SEED enrolls most poor, minority students. But it isn’t your typical charter school. While open to anyone who wins a seat through its enrollment lottery, SEED is a boarding school that’s quite expensive. It’s a ‘No Excuses’ school with strict discipline and high expectations. With control over students’ schooling, diets and leisure time, the school’s founders promised big results. From Fryer and Curto’s November 2012 report:

Our lottery estimates reveal that SEED is effective at increasing achievement among poor minority students. Students who enroll in SEED increase their achievement by 0.211 (standard deviations) in reading and 0.229 (standard deviations) in math, per year. Thus, SEED schools have the power to eliminate the racial achievement gap in four years.

Those are remarkable gains. But SEED comes at a steep cost.

At the SEED School in Washington, D.C., about $39,275 is spent per pupil per year, compared to $20,523 per student in District of Columbia Public Schools (DCPS).

Leave aside for a moment that DC Public Schools spend $20,523 and get abysmal results. Sending a kid to SEED nearly doubles that cost. That marginal increase is somewhat understandable, since the school is housing and feeding adolescent kids. Nevertheless, those costs don’t typically fall squarely on the DC school system. So is it worth it?

Our lottery estimates suggest that attending the SEED school for one year is associated with a 3.8 percent increase in earnings (Chetty et al., 2012), a 1.0 to 1.3 percent decrease in the probability of committing a property or violent crime (Levitt and Lochner, 2001), and a 4.4 to 6.6 percent decrease in the probability of having a health disability (Auld and Sidhu, 2005; Elias, 2005; Kaestner, 2009). If SEED affects educational attainment as dramatically as achievement, the implied returns are dramatic (e.g. Card, 1999; Philip Oreopoulos, 2007). The public benefits alone from converting a high school dropout to graduate are more than $250,000.
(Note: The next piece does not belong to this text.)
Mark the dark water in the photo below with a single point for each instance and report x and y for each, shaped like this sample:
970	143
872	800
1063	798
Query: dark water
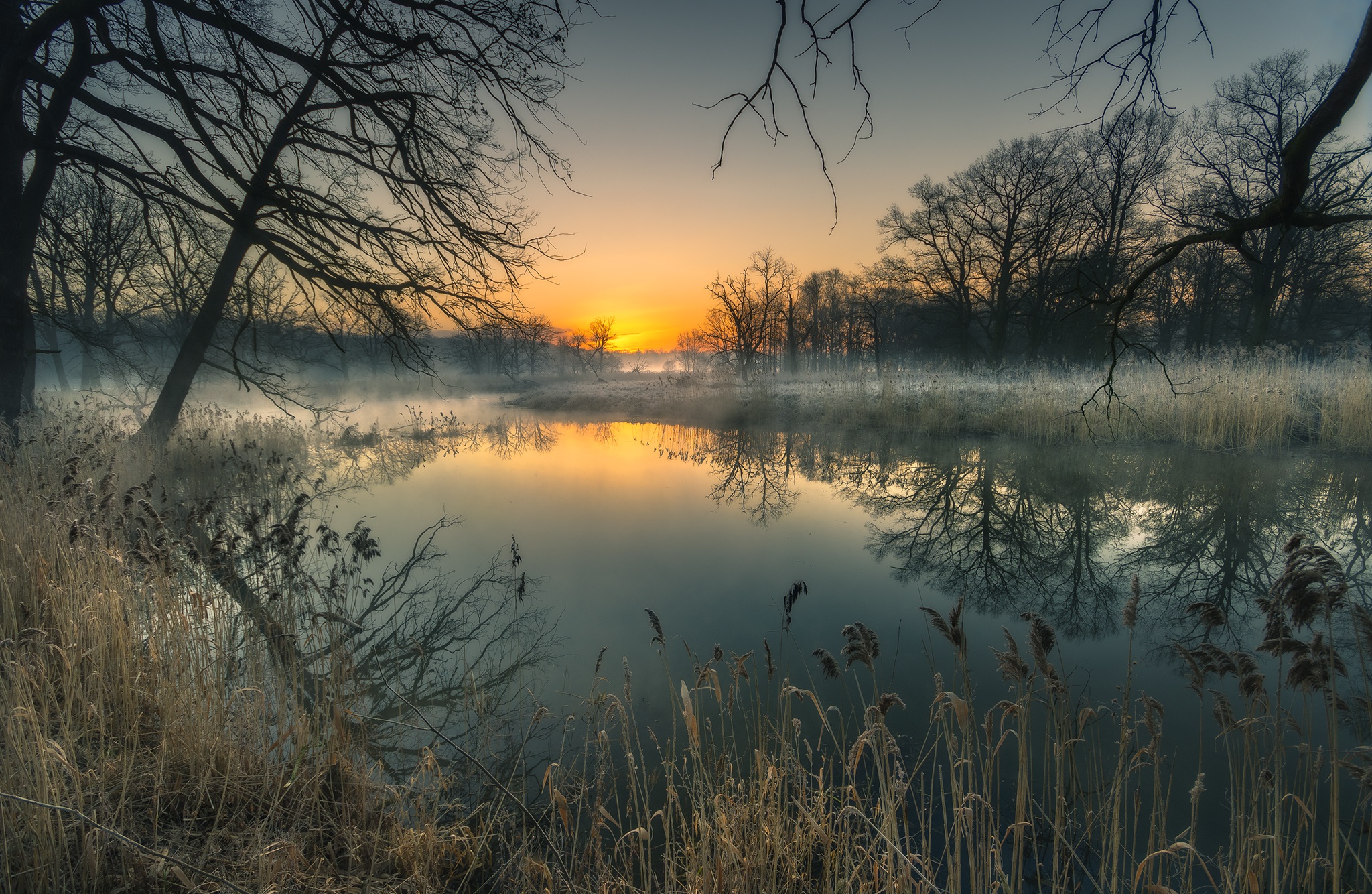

For obvious reasons, SEED’s results are not indicative of all charter schools. It’s a unique type of charter school. But SEED’s results, while incredibly strong, shouldn’t have caught anyone by complete surprise. Fryer and Curto’s study is the tenth random assignment study of charter schools. All of them find gains for urban, low-income students.
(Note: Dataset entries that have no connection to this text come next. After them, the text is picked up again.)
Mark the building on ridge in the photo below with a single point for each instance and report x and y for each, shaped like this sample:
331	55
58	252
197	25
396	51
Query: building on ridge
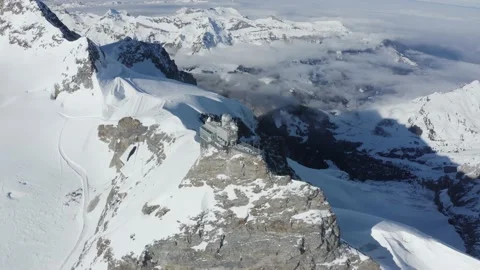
223	134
(For the pointer, I thank Jon Mills)


Wolf and Witte Slam Ravitch on Milwaukee School Choice

January 18, 2013

Dwight Howard winning the 2008 Slam Dunk Contest.

As I’ve said before, I’m trying to avoid writing about Diane Ravitch because I think it’s now clear to all sensible people that she has gone completely nuts, lacks credibility, and was probablnever much of a scholar.  But I just can’t resist posting a link to the editorial my colleagues Pat Wolf and John Witte wrote today in the Milwaukee Journal Sentinel.  Wolf and Witte are responding to an earlier op-ed by Ravitch in which she declares:

Milwaukee needs one public school system that receives public dollars, public support, community engagement and parental involvement.
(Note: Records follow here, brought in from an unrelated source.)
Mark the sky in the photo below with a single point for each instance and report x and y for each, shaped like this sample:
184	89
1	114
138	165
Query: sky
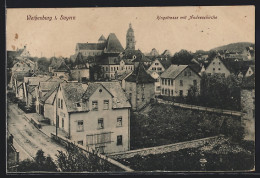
59	37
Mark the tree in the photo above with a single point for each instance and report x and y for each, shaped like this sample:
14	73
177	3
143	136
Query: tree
183	57
75	160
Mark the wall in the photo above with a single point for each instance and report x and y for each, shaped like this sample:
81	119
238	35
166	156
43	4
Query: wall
130	87
90	123
168	148
187	82
248	109
217	63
Vouchers and charters had their chance. They failed.

Wolf and Witte actually review the evidence on Milwaukee’s choice programs, including their own research.  They conclude:

Our research signals what likely would happen if Ravitch got her wish and the 25,000 students in the Milwaukee voucher program and nearly 8,000 children in independent charter schools were thrown out of their chosen schools. Student achievement would drop, as every student would be forced into MPS – the only game in town. Significantly fewer Milwaukee students would graduate high school and benefit from college. Parents would be denied educational choices for their children.

That’s not a future we would wish for the good people of Milwaukee.

There’s no point in trying to persuade Ravitch or her Army of Angry Teachers, since they abandoned rationality a long time ago.  But Wolf and Witte have done an excellent job of equipping sensible people with evidence that could help inform their views about school choice in Milwaukee.  Angry blather and bold (but false) declarations cannot compete with actual facts.